Adaptive scheme parameters

• Early stop threshold : The threshold which will stop the additional decoupling attempts to save sample evaluations required by the decoupling process. When the function is decoupled so that the maximum dimension of a sub-problem is lower or equal to the selected value, no additional decoupling attempts will be made.
  note

  Note that setting this to 0 will effectively disable this mechanism, making the occurrence of the decoupling attempts depend solely on the other adaptive scheme parameters.

  note

  Setting this to a value greater or equal to the number of input variables will effectively transform the selected adaptive optimization method to its non-adaptive counterpart (the decoupling will be done only once, at the beginning of the optimization process).

• Bounds reduction factor (only for Adaptive scheme: Auto) : A new decoupling attempt is triggered, when the geometric mean of the ratios of interval lengths in each dimension of the current population to the interval lengths in each dimension of the population at the point of the previous decoupling attempt drops below the selected value.
• # of iterations per step (only for Adaptive scheme: Fixed step) : A new decoupling attempt is triggered each time the selected number of iterations is performed.
  note

  This can vary slightly for the 'Adaptive NM-GS' optimization method, as the Nelder-Mead optimizers may require up to two additional iterations before they can be interrupted.

General Setup

The management of project results files and computer resources reserved for the Uptimai Solver is defined in the General setup tab.

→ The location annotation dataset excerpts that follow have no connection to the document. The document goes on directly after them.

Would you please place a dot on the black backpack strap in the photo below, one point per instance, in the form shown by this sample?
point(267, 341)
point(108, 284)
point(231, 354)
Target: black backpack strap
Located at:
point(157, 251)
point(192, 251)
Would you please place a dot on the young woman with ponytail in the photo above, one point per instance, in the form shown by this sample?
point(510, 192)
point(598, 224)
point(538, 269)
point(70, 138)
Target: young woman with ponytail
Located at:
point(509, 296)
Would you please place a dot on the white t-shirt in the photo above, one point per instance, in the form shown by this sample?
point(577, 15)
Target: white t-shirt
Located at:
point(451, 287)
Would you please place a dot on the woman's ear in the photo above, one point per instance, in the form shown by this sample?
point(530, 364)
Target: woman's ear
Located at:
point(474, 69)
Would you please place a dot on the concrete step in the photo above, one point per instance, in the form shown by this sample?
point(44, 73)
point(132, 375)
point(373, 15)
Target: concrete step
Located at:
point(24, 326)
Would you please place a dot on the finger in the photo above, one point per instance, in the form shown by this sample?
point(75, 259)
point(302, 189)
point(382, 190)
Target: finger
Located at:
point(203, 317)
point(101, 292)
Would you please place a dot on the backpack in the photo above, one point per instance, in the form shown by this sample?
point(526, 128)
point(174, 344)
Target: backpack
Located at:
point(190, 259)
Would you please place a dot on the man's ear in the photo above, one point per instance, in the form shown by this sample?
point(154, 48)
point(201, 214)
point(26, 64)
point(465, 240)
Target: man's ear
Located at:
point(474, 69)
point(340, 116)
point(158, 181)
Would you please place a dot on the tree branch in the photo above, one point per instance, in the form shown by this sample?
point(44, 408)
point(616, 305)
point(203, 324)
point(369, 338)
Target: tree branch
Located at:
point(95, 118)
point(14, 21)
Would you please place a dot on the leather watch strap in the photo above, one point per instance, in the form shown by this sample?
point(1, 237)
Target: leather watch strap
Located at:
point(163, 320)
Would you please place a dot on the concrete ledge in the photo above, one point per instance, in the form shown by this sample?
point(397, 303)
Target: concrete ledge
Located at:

Figure 3: Core solver setup - General setup of the Core Solver

In the Pipeline section on the left can the user adjust the names of files where all results received from the solver run are stored. Iterative store file name sets the prefix for the *.itr file which holds data values of all samples already collected from a third-party software. The default basename is set as <project_name>. Store file name sets the naming convention for the final resulting file produced by the Uptimai Solver. This *.upst contains the set of statistical results suitable for analysis in the Uptimai Postprocessor. The default basename is proposed as the <project_name> followed by the <setup-file_name>, the number of the output being solved, and the number of the currently processed case. For reference, see the default name of the result file of the project shown in Figure 3, where the first output was solved as the first case according to the solver setup:

Schwefel5_UptimRes_1_O1_C1.upst

The Core Solver section on the right of the window is about the number of CPU cores used by the Uptimai Solver when working. The Multiprocessing switch allows more than one core to be used in the first place. In such cases, the Use cores drop-down menu is enabled where the user can specify the number of cores dedicated to the Uptimai Solver. Besides arbitrary setting the Custom number of cores to be used in a separate entry field, there are two other options in the menu. All allows the solver to use all cores present in the system, while the All-1 option leaves one additional core free for other tasks. The suggested approach is to choose All-1 by default.

The Save setup button at the bottom of the GUI window saves the current setup directly under the existing name into the project directory. The button Save setup as ... opens the file dialogue allowing the user to change the file name and the path of the setup file.